Michael Young reported to spring training on time Saturday for the Texas Rangers, saying he was ready to play and try to make the best of "a situation that is less than ideal" after the team was unable to fulfill his request for a trade.
Young, the longest-tenured Rangers player going into his 11th season, arrived at camp a day before the first full-squad workout for the AL champions.
"I have nothing to hide. I have nothing to be ashamed of. There's not a thing I would change. So I'm not uncomfortable," Young said. "If I had a horrible relationship with guys in that room or my manager, I would be uncomfortable, but I don't. I love my teammates. I love my manager."
Two-time Gold Glove third baseman Adrian Beltre was signed this winter, supplanting Young at third base. The Rangers plan for Young to be their primary designated hitter and have him fill in at every infield position. It is the third time in eight springs Young's role with the team has changed.
Young, the team's career hits leader, said he would accept the new role and then later requested the trade. He said then that he was "misled" and "manipulated" by the team. He hasn't elaborated on how that happened.
"The unfortunate part about this is probably a handful of people know the details," Young said. "The rest of the details are not going to come from me."
Young said he had a "couple of candid and truthful conversations" with team president and co-owner Nolan Ryan and that he was appreciative of that. But Young said he didn't anticipate sitting down with general manager Jon Daniels.

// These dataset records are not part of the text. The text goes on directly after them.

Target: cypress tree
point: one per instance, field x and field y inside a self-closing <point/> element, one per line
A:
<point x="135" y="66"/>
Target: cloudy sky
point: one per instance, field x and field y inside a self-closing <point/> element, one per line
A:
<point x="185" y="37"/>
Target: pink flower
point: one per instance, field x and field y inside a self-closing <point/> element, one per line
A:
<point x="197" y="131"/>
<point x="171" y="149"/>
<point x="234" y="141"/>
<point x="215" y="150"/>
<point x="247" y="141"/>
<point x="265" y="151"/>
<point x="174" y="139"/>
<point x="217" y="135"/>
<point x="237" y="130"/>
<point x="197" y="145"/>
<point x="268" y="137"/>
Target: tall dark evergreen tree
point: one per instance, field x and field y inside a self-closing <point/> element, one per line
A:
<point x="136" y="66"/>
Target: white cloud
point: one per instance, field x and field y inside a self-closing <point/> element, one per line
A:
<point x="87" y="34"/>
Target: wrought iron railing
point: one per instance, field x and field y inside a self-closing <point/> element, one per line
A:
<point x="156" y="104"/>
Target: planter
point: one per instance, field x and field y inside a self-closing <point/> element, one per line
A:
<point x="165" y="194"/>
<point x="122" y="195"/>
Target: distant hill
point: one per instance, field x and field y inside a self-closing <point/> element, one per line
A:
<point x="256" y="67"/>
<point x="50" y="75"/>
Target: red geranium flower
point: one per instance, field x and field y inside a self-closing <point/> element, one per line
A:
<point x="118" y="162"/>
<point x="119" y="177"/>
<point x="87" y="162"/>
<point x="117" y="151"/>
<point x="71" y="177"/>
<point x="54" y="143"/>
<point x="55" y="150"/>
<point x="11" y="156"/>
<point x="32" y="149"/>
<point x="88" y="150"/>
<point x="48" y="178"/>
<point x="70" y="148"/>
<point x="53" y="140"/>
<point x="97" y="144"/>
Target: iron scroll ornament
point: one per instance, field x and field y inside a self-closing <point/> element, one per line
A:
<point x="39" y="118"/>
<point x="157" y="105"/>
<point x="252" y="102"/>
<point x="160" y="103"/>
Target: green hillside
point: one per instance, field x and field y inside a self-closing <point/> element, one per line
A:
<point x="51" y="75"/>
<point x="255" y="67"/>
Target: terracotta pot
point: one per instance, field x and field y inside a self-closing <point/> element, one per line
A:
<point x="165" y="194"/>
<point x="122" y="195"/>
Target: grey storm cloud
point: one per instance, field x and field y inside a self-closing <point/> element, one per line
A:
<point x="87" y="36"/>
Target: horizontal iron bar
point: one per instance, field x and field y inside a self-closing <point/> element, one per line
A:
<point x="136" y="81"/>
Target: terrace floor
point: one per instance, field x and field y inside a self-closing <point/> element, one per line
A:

"There is no need to. I've made my feelings clear to people I think I need to," Young said. "It is not on my priority list at all. I'll leave it at that. ... One thing that has been misrepresented is that all of a sudden I just didn't like my role anymore. I agreed to do it and two weeks before camp and just magically said, 'I changed my mind.' That's not the case."
Young said "a lot of things led up to this point," but again he didn't elaborate.
Ryan and Daniels both said the Rangers are better with Young. They anticipate him being on the team when the season opens April 1 against Boston.
"From the conversations I've had with Michael, he does not feel he's at the point in his career that he wants to be a DH," Ryan said. "But I don't think he's of the mindset that he's demanding to us that we have to move him. That hasn't been discussed. I think at this point and time his mindset has changed to getting ready for the season."
Daniels has repeatedly said that, while trying to accommodate Young's request, he won't make a deal unless it makes the team better.
Asked if there was miscommunication with Young during the offseason, Daniels said it was clear that things could have gone better.
"Nobody is happy we're in this spot right now and nobody looks good," Daniels said. "You never want to be in this position with a valued member of the team, but we're here, we're going to deal with and we're going to move on."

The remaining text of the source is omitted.